Nicole here with a solo update for you! We hope you’ve been enjoying getting a bit wibbly-wobbly with some of our cocktail recipes, and that you participated in our Scarf Giveaway. I hear a rumor we might make that one annual! Alex is hard at work on some new cocktails, but in the mean time we thought we’d help get your kitchen ready for some New Years fun! Now, tracking down Doctor Who themed bartending supplies is nigh impossible–sorry all you folks who have found our site by searching the key words ‘TARDIS Cocktail Shaker’–nevertheless we’ve put together a short list of items to make your home prepared for an invasion of…er…party guests. Or the 18th century French royal court? Ten said they knew how to party.
1. A Bartending Kit
First things first: You need the proper tools to muddle, slice, shake, strain, and so on.

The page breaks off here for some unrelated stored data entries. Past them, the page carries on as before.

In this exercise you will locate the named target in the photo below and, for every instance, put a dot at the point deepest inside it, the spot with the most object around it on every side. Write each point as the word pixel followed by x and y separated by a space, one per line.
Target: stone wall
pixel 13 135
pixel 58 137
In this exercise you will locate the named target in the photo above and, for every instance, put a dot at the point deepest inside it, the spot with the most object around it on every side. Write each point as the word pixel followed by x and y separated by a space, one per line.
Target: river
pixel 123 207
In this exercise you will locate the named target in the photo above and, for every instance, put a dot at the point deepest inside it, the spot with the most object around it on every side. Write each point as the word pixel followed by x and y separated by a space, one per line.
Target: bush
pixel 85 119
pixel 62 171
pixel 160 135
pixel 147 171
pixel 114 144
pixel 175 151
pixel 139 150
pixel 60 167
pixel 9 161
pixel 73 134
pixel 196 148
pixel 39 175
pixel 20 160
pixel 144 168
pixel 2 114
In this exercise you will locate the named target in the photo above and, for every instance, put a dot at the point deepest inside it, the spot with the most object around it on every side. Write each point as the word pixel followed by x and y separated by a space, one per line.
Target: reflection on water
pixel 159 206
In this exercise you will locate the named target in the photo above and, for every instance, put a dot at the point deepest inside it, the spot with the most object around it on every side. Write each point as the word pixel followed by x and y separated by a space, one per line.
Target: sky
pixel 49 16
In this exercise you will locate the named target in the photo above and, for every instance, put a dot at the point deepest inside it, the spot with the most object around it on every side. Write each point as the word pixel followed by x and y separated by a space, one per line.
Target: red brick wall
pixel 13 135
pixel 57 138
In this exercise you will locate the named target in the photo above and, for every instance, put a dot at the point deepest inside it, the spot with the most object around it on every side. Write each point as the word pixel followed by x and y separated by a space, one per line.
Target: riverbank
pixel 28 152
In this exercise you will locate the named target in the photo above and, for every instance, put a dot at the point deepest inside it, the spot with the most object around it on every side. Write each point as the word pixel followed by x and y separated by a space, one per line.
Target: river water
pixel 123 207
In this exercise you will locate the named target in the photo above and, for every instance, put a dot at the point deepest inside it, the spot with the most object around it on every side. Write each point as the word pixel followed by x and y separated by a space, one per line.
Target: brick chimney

Your little meat sticks you call fingers are not sufficient. Apparently when you do a bar tending certification they include a basic kit, (Alex: Actually, I had to purchase mine. Nicole: DETAILS!) but for the rest of us Amazon is an easy source for small bartending kits with the basics. These two are reasonably priced and include nearly everything you need providing you already have a decently equipped kitchen:
2. Ice Cube Tray
Ok just heads up that from here on out, ThinkGeek.com has this list on lock. I’m not bothered, they’re having a big holiday sale right now! Now then, nothing says, “This is a Doctor Who Cocktail, JUST SO YOU ARE AWARE” like a translucent TARDIS bobbing in your high ball glass. You can even have Dalek ice cubes to stalk it! Although we’re not sure an inter species war in your cup would enhance the flavor of our recipes. Nevertheless, your drink will be nice and chilly. Bonus points–the silicone mold can be used to make chocolates or candies!
When your beloved guests/18th century French Court descends upon your humble abode, the last thing you want them leaving behind is water marks on your table! (Alex: Really? I could think of like, at least a dozen worse things to get left behind) Ahem, well anyway. Get some Doctor Who Coasters, you animal. You’re not in college any more for crying out loud. Or if you are, get a not-horribly-rich-but-comfortable-and-generous uncle.
While the designer in me considers nothing quite so elegant as a silk evening gown, fresh snow, or a simple martini glass, I’d be remiss if I didn’t take every measure to make sure your drink advertises to everyone around you that it is a DOCTOR WHO COCKTAIL. Or can at least pretend as such. Therefore, this glass should see you through everything from our ‘Nitro-9‘ bomb to a humble brewsky. It is color-changing, which is neat, but I’m sure you have to provide your own sound effects.
5. “Incognito” Beverage Delivery System
While I would never condone taking an alcoholic beverage anywhere you shouldn’t, sometimes you want a not-so-breakable, insulated, incognito beverage holder. That’s all I’m saying. Don’t read into the fact that I live in the den of all that is publicly boozy: San Francisco. (Alex: Is it though? I dunno–commenters?) I mean heck this thing is pretty sweet, you could use it for your every day coffee habit too.
There you are! Five fun ways to get your kitchen ready for your own holiday cheer! If your holiday cheer involves Doctor Who and fun cocktails. I’m just going to go ahead and assume that’s the case.